WikiDiscuss

WikiDiscuss


Magic Words

posts: 84

From the page:

> *ZO* binds with the following word. The combination is considered a
> single word of the pseudo selma'o /any-word/, except for SA matching
> purposes, where it retains the selma'o ZO.

Um, isn't the pseudo-selma'o really KOhA? Grammatically the quoted word
functions as a sumti. It's a single "any-word" wrt other Magic Word
processing, but its grammar is that of KOhA. Ditto uses of "any-string"
and such later in the document. Does this matter?

Also from the page:

da zei fa'o Lujvo of da and fa'o


Since you avoid xorxes' terminology of words "turning off" the magic of
other words, it isn't clear here that this {fa'o} doesn't terminate the
text-stream. Or that {da zei zei} doesn't suck up another following
word, but is just a brivla. You say that they are processed RTL, but I
think you need to be clearer about when these magic words lose their magic.

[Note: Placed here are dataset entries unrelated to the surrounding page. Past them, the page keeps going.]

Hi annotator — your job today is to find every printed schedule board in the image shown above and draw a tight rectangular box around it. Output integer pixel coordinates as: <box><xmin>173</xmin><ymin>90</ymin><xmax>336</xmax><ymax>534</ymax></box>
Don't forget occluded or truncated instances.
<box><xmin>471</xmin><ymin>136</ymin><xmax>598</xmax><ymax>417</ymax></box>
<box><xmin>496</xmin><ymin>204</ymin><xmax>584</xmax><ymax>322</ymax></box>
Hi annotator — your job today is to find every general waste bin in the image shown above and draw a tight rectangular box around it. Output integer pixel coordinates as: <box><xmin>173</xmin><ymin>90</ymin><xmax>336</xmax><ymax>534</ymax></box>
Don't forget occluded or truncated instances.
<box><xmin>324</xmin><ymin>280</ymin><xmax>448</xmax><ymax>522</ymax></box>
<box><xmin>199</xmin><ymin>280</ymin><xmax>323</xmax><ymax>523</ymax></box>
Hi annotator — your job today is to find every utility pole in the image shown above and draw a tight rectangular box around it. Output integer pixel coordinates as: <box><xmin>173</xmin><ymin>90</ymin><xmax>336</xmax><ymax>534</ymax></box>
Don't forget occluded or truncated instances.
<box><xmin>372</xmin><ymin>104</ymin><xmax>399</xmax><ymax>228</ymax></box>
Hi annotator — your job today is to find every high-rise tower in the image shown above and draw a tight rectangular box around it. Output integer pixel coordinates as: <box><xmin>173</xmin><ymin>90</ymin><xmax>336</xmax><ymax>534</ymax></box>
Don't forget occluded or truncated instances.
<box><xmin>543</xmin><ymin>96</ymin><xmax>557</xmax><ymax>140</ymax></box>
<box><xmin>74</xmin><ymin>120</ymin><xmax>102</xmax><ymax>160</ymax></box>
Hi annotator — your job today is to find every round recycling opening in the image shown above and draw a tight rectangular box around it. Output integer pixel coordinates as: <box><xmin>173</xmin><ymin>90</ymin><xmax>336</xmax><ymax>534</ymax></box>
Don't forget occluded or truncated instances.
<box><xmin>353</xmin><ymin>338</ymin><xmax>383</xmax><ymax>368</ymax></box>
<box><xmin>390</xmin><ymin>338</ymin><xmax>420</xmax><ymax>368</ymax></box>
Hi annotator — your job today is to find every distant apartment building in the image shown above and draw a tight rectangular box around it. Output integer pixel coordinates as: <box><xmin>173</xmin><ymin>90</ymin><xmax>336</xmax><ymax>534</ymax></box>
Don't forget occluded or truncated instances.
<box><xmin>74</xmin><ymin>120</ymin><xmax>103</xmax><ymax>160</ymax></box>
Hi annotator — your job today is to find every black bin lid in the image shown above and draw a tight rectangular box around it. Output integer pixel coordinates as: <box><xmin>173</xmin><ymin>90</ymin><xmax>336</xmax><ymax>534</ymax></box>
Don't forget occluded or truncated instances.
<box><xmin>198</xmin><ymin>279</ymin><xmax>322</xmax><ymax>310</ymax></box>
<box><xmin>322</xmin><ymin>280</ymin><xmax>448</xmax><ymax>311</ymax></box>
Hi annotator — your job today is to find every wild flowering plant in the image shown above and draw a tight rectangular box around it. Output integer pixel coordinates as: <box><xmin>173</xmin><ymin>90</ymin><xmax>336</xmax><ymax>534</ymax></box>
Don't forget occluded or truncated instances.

wikidiscuss@lojban.org, incarnated as Robin, wrote:

>Re: Magic Words
>Just added some special SA handling, which I don't *think* introduces any bugs, but I need to play with it some more. As a side effect, one can now add on to a lo'u...le'u, although still not zoi.
>
>
Probably okay. Adding onto zoi quotes is probably a Big Mistake
anyway. Adding onto lo'u/le'u quotes might be too, but if it can work,
maybe all right.

>I still don't know what fa'o means. Does fa'o si fo'a work, and if so, what's the point of having fa'o, exactly?
>
>
IMO, a non-quoted (non-disabled) fa'o is an end-of-file. {fa'o si
fo'a}, at best, begins a new text with {si fo'a}, which is allowed by
your rules. A helpful speaker would, of course, let you get away with it.